【月一小話 植物の小ネタ バックナンバー】

2018年8月

*洪水地帯で栽培されている『浮きイネ』*

 

世界各地で異常気象による数々の災害が発生しており、近年、特に目立つのが、局地的な集中豪雨による洪水です。また洪水による河川の氾濫による被害も著しい状況となっています。そんな中、東南アジアの洪水地帯で栽培されている「浮きイネ」についてご紹介しましょう。

 

植物の生存に水は欠かせませんが、水没してしまうほどの大量の水はかえって生存を脅かします。しかし、浮きイネの場合、完全に水没してしまうような洪水が長期間続くと、急激に草丈を伸ばして水面から葉を出し生き延びることができるのです。この伸長能力は非常に高く、時には草丈が数メートルに至るほどです。タイやカンボジアで栽培される浮きイネは、雨季が本格化する7月ごろに種もみをまくと、急激に増す水位に伴って茎がぐんぐんと成長していき、雨季が終わる12月ごろに水面上につけた穂を収穫します。手間はかからないですが、その反面、成長に要する時間は長く、収量が少ない稲であるのが現状です。

 

この「浮きイネ」から今年、米国と日本の国際共同研究により、水没に応答して草丈が伸長する鍵遺伝子としてSD1(SEMI DWARF1)遺伝子が発見されました。
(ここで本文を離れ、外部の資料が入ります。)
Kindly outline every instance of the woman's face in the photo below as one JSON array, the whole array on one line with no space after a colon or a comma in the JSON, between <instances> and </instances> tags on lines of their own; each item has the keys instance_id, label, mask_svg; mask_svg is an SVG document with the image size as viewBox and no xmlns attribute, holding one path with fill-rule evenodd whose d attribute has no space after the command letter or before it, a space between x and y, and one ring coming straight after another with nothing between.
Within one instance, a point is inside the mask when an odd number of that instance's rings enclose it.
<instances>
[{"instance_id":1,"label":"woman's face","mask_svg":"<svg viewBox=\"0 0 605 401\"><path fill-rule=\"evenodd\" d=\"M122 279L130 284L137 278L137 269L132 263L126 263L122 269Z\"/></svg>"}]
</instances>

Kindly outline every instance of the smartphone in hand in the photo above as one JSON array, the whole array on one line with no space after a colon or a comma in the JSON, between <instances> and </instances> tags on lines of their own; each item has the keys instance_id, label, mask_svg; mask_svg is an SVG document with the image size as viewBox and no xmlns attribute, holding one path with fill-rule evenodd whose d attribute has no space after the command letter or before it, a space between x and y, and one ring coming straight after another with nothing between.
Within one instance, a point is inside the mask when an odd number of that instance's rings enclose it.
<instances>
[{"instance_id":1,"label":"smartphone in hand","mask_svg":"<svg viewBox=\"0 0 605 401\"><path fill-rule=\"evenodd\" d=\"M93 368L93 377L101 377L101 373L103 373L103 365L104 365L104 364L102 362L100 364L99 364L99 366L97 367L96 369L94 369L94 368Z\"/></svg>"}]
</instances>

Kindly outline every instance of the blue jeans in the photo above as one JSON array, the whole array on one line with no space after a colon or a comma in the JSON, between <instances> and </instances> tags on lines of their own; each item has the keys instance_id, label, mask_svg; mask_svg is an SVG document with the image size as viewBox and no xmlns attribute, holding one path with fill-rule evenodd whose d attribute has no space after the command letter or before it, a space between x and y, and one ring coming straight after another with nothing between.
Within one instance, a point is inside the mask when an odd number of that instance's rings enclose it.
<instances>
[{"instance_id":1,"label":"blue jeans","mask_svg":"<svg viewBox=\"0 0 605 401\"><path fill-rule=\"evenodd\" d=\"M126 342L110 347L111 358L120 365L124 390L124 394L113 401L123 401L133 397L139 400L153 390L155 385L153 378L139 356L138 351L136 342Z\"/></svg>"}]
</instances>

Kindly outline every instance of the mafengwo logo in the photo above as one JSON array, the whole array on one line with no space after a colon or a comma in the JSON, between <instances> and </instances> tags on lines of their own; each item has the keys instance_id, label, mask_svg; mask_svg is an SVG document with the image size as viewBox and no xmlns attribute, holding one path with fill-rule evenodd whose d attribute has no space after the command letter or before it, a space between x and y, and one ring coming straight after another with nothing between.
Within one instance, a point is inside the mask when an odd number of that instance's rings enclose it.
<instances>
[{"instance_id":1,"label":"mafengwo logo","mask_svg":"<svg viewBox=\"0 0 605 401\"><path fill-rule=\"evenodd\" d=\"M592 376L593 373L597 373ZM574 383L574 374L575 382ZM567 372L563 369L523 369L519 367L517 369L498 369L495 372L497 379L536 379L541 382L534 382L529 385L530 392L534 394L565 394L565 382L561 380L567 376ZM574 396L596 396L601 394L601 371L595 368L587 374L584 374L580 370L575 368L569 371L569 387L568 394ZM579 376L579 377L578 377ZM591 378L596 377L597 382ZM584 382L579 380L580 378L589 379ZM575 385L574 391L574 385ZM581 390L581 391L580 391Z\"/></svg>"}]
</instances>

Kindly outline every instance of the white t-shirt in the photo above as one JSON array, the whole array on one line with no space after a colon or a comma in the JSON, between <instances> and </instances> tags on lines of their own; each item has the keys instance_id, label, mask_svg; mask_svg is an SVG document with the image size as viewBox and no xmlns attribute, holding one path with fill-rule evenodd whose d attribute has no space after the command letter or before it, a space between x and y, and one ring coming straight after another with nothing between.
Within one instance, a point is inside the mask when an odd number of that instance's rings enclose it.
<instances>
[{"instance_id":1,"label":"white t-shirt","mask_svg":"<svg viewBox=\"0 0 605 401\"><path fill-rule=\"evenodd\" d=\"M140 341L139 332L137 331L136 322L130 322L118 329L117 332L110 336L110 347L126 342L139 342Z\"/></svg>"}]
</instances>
SD1遺伝子は、ジベレリンを合成するSD1タンパク質を作り出します。SD1タンパク質は、一般的なイネも持っていますが、浮きイネのSD1タンパク質の酵素活性は、一般的なイネに比べ圧倒的に高いです。SD1遺伝子のスイッチは水没した際に生成されるエチレンで、このスイッチがSD1タンパク質を誘導します。SD1タンパク質によりジベレリンが合成され、草丈の伸長が起こり、水没しても生き延びることができるのです。

 

浮きイネの問題点は収量が少ないことです。今後は、発見されたSD1遺伝子を基に、洪水が多い東南アジアなどの地域において、水位に応じて柔軟に草丈を調節して生き長らえることのできる高収量イネの開発に期待がかかりそうですね。